# HongKong police arrested 21 Uber Drivers



## Rynax (Dec 29, 2016)

http://mobile.reuters.com/article/idUSKBN18J0GG

well, Uber was legal in mainland China, however they cant compete with DiDi due to how shit they treat their Drivers and riders. So they sold the business to DiDi. Looks like they will lose HongKong. They already lost in TaiWan


----------



## george manousaridis (Jan 27, 2017)

Rynax said:


> http://mobile.reuters.com/article/idUSKBN18J0GG
> 
> well, Uber was legal in mainland China, however they cant compete with DiDi due to how shit they treat their Drivers and riders. So they sold the business to DiDi. Looks like they will lose HongKong. They already lost in TaiWan


well done,very interesting on that i will look at it.Cheers for the thread.


----------



## Bob Job (May 22, 2017)

I cringed when I read Uber's response to this. Suddenly they are using the word 'ridesharing' because it suits their narrative. We all know Uber cannot possibly be rude sharing because drivers don't see the destination.

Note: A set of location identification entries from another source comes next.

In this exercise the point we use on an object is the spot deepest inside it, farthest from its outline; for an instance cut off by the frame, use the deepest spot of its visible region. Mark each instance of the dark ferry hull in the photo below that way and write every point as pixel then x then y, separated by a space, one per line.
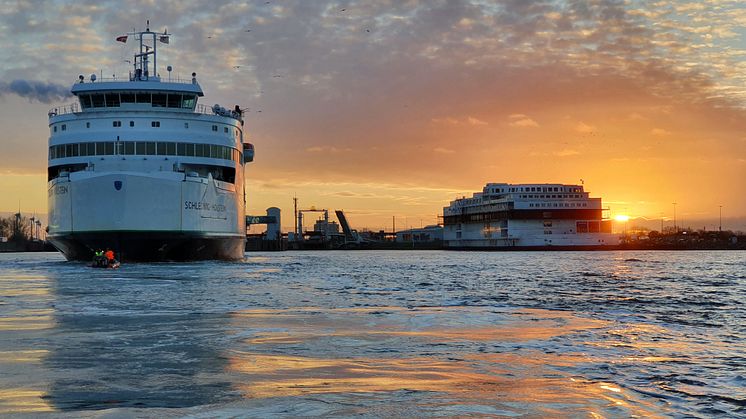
pixel 150 246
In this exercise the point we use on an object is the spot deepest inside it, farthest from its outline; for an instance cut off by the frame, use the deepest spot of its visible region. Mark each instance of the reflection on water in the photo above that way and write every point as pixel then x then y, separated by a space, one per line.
pixel 378 334
pixel 497 381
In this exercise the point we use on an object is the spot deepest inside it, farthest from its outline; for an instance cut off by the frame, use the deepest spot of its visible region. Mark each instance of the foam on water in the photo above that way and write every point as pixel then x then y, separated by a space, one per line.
pixel 378 334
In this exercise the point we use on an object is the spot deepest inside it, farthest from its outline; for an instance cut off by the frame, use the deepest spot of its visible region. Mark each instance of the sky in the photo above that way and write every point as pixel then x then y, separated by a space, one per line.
pixel 394 108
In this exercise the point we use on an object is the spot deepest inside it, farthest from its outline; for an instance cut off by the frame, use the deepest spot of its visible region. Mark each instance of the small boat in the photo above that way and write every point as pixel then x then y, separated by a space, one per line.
pixel 104 263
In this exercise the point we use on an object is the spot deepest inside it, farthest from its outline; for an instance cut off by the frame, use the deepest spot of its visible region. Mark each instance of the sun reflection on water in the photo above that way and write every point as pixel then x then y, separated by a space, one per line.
pixel 525 375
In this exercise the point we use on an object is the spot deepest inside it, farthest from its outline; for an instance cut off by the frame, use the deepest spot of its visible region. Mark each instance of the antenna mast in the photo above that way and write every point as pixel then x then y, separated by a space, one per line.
pixel 148 46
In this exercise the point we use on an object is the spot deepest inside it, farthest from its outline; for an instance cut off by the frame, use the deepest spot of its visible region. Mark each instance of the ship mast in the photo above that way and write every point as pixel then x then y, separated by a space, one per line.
pixel 148 47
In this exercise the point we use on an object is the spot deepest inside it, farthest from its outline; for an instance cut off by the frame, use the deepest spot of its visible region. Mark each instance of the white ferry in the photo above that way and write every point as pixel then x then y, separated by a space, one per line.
pixel 527 217
pixel 138 166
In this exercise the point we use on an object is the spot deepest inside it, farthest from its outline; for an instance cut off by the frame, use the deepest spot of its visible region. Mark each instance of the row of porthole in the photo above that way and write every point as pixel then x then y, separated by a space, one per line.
pixel 145 148
pixel 153 124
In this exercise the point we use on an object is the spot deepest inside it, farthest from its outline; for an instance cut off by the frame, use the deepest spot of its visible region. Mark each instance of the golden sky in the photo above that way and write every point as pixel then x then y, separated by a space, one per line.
pixel 394 108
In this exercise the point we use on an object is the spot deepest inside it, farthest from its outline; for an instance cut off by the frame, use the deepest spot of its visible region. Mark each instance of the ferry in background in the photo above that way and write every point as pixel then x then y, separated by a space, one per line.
pixel 138 166
pixel 527 217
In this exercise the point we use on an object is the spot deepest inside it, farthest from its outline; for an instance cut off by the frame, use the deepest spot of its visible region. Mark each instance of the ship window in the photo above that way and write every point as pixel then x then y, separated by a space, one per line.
pixel 188 102
pixel 97 101
pixel 199 150
pixel 159 100
pixel 85 101
pixel 54 171
pixel 225 174
pixel 174 101
pixel 112 100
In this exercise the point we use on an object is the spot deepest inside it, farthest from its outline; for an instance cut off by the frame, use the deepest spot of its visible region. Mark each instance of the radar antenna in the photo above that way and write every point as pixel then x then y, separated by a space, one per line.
pixel 148 51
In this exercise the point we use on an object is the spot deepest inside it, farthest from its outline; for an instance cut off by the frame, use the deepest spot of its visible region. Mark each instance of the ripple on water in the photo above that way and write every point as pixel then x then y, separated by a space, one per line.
pixel 378 334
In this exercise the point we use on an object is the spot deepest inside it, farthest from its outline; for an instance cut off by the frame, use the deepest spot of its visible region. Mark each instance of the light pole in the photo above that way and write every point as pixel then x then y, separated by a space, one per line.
pixel 661 223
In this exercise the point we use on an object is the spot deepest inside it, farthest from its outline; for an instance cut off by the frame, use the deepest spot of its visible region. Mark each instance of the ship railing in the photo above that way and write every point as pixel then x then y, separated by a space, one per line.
pixel 131 77
pixel 64 109
pixel 200 108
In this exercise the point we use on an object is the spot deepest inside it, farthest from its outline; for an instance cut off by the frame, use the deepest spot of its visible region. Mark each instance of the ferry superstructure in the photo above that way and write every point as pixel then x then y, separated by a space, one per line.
pixel 527 216
pixel 138 166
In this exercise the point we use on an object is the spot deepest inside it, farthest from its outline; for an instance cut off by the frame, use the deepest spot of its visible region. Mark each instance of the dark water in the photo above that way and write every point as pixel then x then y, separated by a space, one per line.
pixel 378 334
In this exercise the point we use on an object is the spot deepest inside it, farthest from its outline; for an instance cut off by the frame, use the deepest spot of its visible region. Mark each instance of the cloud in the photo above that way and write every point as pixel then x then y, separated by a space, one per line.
pixel 465 121
pixel 474 121
pixel 36 90
pixel 522 121
pixel 584 128
pixel 566 153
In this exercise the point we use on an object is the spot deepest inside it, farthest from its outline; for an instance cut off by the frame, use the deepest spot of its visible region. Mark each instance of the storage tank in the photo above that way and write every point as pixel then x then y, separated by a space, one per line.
pixel 273 229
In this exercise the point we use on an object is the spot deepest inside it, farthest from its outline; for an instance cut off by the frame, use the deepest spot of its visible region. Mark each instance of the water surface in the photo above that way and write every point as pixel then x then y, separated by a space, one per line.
pixel 377 333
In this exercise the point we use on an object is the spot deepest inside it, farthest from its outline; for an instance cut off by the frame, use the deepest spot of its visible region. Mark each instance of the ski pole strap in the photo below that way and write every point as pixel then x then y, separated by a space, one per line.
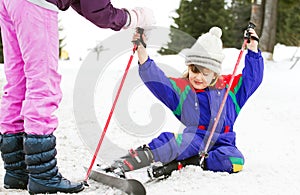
pixel 141 32
pixel 248 34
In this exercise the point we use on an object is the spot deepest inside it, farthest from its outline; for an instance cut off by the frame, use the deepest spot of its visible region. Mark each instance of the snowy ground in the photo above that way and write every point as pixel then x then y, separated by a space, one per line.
pixel 267 130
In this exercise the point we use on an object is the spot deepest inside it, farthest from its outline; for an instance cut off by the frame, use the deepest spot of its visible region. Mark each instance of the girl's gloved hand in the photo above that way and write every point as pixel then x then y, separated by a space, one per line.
pixel 253 45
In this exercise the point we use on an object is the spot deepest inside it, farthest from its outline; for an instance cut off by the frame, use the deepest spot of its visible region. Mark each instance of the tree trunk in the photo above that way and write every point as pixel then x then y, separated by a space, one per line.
pixel 268 36
pixel 257 15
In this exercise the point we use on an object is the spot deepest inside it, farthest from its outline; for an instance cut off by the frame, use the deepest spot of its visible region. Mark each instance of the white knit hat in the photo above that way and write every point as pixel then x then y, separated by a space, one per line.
pixel 207 51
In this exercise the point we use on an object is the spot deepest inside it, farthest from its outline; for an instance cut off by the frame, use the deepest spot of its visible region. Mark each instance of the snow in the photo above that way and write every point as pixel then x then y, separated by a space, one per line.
pixel 267 129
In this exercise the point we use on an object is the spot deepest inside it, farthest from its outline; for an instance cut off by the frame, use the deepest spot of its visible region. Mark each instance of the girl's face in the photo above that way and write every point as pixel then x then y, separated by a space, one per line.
pixel 200 77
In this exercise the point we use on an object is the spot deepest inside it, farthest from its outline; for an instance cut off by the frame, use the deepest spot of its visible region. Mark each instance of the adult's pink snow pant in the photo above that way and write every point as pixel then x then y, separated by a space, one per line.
pixel 32 93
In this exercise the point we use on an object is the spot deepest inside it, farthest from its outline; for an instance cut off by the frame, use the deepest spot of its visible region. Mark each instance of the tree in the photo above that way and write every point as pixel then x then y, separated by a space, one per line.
pixel 195 18
pixel 288 31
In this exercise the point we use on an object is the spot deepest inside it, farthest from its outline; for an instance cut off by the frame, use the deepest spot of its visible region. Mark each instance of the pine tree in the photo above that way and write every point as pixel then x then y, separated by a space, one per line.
pixel 240 12
pixel 195 18
pixel 288 25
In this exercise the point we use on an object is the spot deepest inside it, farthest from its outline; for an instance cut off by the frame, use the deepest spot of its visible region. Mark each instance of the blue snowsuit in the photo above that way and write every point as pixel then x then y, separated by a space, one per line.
pixel 197 109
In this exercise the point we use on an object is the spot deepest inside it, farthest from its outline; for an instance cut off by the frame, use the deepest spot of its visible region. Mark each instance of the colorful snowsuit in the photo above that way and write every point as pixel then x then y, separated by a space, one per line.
pixel 30 40
pixel 196 109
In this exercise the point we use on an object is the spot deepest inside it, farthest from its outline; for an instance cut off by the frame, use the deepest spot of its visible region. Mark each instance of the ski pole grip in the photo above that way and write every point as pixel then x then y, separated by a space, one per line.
pixel 141 32
pixel 248 35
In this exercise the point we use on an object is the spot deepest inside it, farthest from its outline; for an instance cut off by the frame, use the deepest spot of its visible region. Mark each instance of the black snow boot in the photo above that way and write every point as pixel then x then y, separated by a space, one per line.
pixel 11 146
pixel 135 159
pixel 41 163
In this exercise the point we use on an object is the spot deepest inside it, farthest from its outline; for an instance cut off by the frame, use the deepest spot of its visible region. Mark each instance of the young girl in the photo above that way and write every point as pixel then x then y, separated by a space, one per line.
pixel 29 30
pixel 195 100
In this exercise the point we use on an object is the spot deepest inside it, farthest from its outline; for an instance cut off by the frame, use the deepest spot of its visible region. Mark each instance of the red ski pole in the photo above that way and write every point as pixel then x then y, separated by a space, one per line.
pixel 203 153
pixel 136 43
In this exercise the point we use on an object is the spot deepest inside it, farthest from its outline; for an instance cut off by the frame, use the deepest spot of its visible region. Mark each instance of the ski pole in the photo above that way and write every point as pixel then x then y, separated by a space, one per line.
pixel 135 47
pixel 203 154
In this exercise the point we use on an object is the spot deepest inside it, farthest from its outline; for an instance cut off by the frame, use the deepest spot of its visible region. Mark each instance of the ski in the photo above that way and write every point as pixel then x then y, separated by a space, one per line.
pixel 130 186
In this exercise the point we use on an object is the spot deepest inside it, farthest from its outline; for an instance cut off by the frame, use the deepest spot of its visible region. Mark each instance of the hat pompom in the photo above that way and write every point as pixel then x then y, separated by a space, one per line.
pixel 216 31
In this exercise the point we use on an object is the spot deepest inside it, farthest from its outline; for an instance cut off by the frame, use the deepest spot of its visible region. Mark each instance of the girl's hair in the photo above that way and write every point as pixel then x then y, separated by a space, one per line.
pixel 185 75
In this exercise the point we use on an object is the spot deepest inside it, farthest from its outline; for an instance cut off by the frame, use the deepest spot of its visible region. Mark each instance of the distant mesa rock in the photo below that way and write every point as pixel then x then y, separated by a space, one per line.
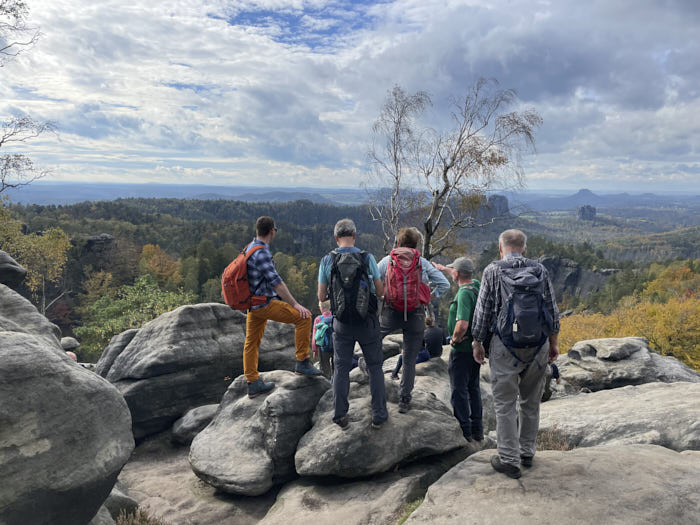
pixel 11 272
pixel 249 446
pixel 65 434
pixel 665 414
pixel 429 428
pixel 379 500
pixel 599 364
pixel 180 360
pixel 192 423
pixel 586 212
pixel 569 277
pixel 17 314
pixel 615 484
pixel 69 343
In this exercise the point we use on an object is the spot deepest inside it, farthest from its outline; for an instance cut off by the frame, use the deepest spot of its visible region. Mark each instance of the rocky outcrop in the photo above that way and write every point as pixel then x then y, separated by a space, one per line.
pixel 65 434
pixel 11 272
pixel 429 428
pixel 598 364
pixel 181 360
pixel 570 278
pixel 665 414
pixel 640 484
pixel 380 500
pixel 19 315
pixel 192 423
pixel 250 444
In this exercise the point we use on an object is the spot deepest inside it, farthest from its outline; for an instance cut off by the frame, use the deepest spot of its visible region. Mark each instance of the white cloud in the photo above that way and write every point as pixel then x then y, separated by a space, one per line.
pixel 290 88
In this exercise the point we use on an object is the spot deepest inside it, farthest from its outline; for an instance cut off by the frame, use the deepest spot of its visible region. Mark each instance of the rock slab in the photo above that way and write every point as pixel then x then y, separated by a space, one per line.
pixel 665 414
pixel 184 359
pixel 250 444
pixel 637 484
pixel 65 433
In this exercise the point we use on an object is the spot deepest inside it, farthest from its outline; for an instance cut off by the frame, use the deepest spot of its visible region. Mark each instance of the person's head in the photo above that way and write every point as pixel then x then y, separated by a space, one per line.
pixel 512 241
pixel 463 269
pixel 345 231
pixel 408 238
pixel 265 227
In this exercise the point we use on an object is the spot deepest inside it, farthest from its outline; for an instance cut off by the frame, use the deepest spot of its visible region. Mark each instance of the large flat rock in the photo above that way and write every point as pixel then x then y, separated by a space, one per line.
pixel 250 444
pixel 637 484
pixel 666 414
pixel 186 358
pixel 65 434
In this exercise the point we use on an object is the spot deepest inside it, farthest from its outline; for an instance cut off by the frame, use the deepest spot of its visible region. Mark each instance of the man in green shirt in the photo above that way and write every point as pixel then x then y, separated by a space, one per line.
pixel 464 371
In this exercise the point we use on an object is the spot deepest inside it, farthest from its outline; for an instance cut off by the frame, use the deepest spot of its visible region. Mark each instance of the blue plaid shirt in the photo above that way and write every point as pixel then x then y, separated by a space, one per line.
pixel 262 276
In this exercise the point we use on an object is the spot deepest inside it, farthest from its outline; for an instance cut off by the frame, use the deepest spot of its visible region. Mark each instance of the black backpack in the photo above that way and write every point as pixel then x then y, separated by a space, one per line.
pixel 523 321
pixel 349 291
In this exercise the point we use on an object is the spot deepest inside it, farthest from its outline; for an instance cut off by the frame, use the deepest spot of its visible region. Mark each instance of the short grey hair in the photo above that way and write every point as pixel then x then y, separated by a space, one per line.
pixel 344 228
pixel 514 239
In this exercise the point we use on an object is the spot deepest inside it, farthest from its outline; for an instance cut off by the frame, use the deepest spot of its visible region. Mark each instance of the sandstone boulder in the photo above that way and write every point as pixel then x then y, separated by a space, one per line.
pixel 640 484
pixel 192 423
pixel 666 414
pixel 599 364
pixel 19 315
pixel 429 428
pixel 250 444
pixel 184 359
pixel 379 500
pixel 64 437
pixel 11 272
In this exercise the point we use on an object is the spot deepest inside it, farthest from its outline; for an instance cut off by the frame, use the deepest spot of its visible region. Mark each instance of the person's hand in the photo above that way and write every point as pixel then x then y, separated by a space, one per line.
pixel 479 353
pixel 553 353
pixel 303 312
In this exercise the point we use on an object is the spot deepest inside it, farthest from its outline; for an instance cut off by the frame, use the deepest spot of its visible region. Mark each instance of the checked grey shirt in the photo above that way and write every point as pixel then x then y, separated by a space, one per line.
pixel 488 303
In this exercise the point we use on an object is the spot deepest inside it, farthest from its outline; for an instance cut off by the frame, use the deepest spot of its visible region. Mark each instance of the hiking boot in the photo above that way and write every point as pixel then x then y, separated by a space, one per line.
pixel 504 468
pixel 305 368
pixel 377 423
pixel 258 387
pixel 343 422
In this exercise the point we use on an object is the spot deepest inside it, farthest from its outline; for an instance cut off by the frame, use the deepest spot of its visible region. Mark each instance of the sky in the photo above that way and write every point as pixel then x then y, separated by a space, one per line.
pixel 280 93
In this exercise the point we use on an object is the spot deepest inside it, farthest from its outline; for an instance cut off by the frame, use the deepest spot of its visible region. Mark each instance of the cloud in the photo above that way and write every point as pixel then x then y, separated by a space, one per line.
pixel 291 87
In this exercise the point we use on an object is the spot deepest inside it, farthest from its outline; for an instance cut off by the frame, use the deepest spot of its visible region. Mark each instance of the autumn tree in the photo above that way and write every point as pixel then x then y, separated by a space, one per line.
pixel 16 168
pixel 442 175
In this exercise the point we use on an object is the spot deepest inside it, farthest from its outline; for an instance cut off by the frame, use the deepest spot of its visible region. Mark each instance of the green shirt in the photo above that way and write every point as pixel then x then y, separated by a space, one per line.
pixel 462 309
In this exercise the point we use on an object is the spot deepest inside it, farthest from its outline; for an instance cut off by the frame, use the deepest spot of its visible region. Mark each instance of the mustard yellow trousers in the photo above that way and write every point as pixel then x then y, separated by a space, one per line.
pixel 255 329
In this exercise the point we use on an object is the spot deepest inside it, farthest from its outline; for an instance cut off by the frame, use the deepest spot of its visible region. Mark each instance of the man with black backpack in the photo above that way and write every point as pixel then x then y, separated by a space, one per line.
pixel 350 278
pixel 517 307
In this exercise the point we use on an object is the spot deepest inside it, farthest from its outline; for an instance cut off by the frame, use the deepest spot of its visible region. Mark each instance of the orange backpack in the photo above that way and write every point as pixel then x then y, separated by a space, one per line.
pixel 234 283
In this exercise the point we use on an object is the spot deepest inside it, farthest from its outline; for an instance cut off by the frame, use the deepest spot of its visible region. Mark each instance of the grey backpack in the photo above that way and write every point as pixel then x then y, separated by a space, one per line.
pixel 523 321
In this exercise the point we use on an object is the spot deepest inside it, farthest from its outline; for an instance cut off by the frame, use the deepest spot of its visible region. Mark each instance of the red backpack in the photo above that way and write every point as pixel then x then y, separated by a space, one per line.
pixel 234 283
pixel 404 289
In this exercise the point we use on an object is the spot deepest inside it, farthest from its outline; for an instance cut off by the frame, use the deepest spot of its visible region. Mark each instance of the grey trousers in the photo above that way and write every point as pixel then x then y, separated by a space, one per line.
pixel 517 423
pixel 412 329
pixel 344 338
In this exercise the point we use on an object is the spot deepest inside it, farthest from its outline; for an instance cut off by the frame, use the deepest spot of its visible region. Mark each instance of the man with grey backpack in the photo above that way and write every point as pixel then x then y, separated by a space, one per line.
pixel 350 278
pixel 517 310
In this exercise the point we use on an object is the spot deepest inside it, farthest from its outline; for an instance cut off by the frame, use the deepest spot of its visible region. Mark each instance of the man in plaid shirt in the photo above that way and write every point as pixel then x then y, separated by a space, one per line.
pixel 279 305
pixel 514 371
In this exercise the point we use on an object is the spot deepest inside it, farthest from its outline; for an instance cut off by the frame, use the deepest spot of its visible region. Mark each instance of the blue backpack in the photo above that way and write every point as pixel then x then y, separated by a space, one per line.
pixel 324 332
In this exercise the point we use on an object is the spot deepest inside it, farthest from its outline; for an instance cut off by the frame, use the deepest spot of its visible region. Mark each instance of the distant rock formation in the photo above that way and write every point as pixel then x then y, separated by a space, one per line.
pixel 11 272
pixel 569 277
pixel 180 361
pixel 65 432
pixel 621 484
pixel 586 212
pixel 250 444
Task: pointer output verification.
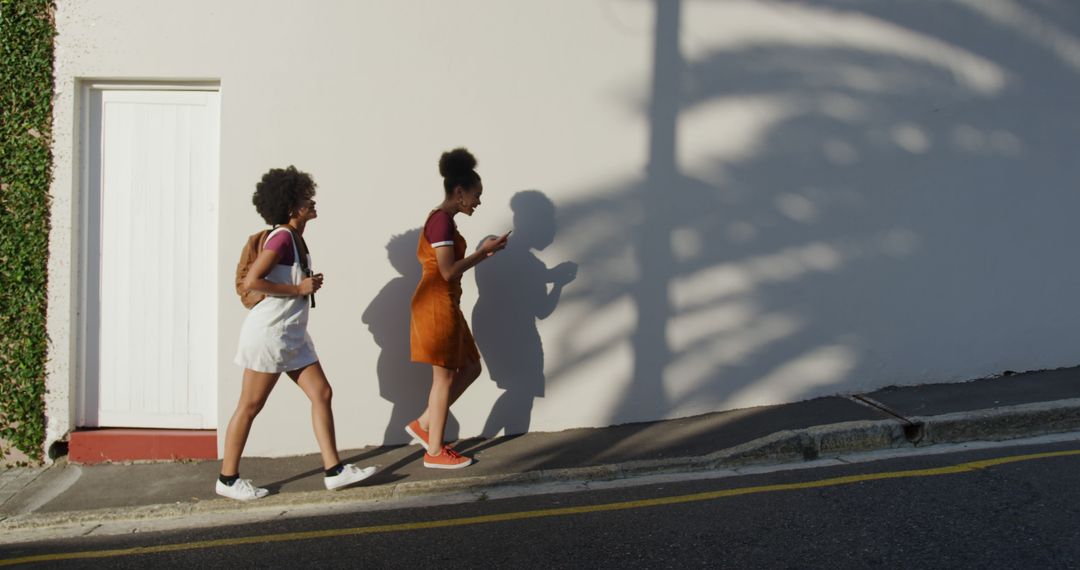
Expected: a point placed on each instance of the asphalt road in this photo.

Secondly they make it seem as though they supported drivers in the first place which they don't. 

"We stand together with the twenty-one driver partners and their families, and will continue to provide assistance, including legal support, during this difficult time," the spokesman said.

Uber said it has a ridesharing insurance policy of up to HK$100 million per trip for riders and third-parties, which complies with local laws including Hong Kong's insurance regulations.

"Ridesharing should not be a crime. Hong Kong is an international city known for its embrace of global economic trends and new technologies, but current transportation regulations have failed to keep up with innovation," Uber said in an emailed statement."


----------